Note 1: Summary of Significant Accounting Policies
Basis of Consolidation
The consolidated financial statements presented in this Form 10-Q are unaudited and reflect, in the opinion of management, entries necessary for the fair presentation of the Condensed Consolidated Statements of Operations for the three months ended March 31, 2004 and 2003, Condensed Consolidated Balance Sheets as of March 31, 2004 and December 31, 2003, and Condensed Consolidated Statements of Cash Flows for the three months ended March 31, 2004 and 2003, of Itron and our wholly owned subsidiaries. Significant inter-company transactions and balances are eliminated upon consolidation. We consolidate all entities in which we have a greater than 50% ownership interest and over which we have control. We account for entities in which we have a 50% or less investment and exercise significant influence under the equity method of accounting. Entities in which we have less than a 20% investment and do not exercise significant influence are accounted for under the cost method. Any variable interest entity of which we are the primary beneficiary is also considered for consolidation. We are not the primary beneficiary of any variable interest entities. Certain information and footnote disclosures normally included in financial statements prepared in accordance with accounting principles generally accepted in the United States of America (GAAP) have been condensed or omitted pursuant to the rules and regulations of the Securities and Exchange Commission regarding interim results. These condensed consolidated financial statements should be read in conjunction with the audited consolidated financial statements and the notes included in our Form 10-K for the year ended December 31, 2003, as filed with the Securities and Exchange Commission on March 12, 2004. The results of operations for the three months ended March 31, 2004 are not necessarily indicative of the results expected for the full fiscal year or for any other fiscal period.
Allowance for Doubtful Accounts
The allowance for doubtful accounts is based on our historical experience of bad debts and is adjusted for estimated uncollectible amounts.
Inventories
Inventories are stated at the lower of cost or market using the first-in, first-out method. Cost includes raw materials and labor, plus applied direct and indirect costs. Service inventories consist primarily of sub-assemblies and components necessary to support post-sale maintenance. A large portion of our low-volume manufacturing and all of our repair services for our domestic handheld meter reading units are provided by an outside vendor in which we have a 30% equity interest. Consigned inventory at the outside vendor affiliate totaled $1.1 million at March 31, 2004 and $538,000 at December 31, 2003, respectively.
Intangible Assets
Goodwill is not amortized and is tested for impairment at the reporting unit level, which consists of our business units, annually, as of October 1st, or more frequently if a significant event occurs.

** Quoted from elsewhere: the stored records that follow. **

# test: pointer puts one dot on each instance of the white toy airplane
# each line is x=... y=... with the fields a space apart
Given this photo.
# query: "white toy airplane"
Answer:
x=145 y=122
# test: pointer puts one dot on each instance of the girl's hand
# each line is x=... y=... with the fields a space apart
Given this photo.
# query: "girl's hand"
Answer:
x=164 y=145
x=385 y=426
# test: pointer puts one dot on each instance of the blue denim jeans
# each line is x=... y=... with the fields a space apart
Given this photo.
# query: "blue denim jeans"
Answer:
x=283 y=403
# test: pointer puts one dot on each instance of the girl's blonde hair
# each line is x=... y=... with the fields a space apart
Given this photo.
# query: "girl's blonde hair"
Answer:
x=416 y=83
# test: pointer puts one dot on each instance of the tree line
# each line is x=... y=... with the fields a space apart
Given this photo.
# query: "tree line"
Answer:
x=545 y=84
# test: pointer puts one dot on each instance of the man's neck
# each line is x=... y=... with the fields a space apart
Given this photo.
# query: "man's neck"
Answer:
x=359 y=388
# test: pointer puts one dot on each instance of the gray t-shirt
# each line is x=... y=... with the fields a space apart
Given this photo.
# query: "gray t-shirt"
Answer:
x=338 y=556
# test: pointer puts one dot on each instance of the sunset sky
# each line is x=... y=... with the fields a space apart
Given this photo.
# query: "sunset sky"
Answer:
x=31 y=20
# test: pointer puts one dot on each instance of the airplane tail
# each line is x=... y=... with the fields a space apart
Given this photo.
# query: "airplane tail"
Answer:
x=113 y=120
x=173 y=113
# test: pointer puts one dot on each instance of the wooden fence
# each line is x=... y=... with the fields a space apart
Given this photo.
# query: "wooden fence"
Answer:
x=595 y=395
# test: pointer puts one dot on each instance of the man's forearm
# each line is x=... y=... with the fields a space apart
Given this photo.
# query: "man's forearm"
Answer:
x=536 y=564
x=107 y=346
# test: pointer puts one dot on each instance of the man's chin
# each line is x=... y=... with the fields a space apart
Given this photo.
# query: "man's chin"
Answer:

Intangible assets with a finite life are amortized based on estimated discounted cash flows over weighted average useful lives.
Warranty
We offer a one-year standard warranty on most of our hardware product sales and a three-month standard warranty on most of our software product sales. An accrual for estimated warranty costs is recorded at the time of sale and periodically adjusted to reflect actual experience. The long-term warranty accrual includes estimated warranty costs for the period beyond one year. Warranty expense was approximately $313,000 and $2.4 million for the three months ended March 31, 2004 and 2003, respectively.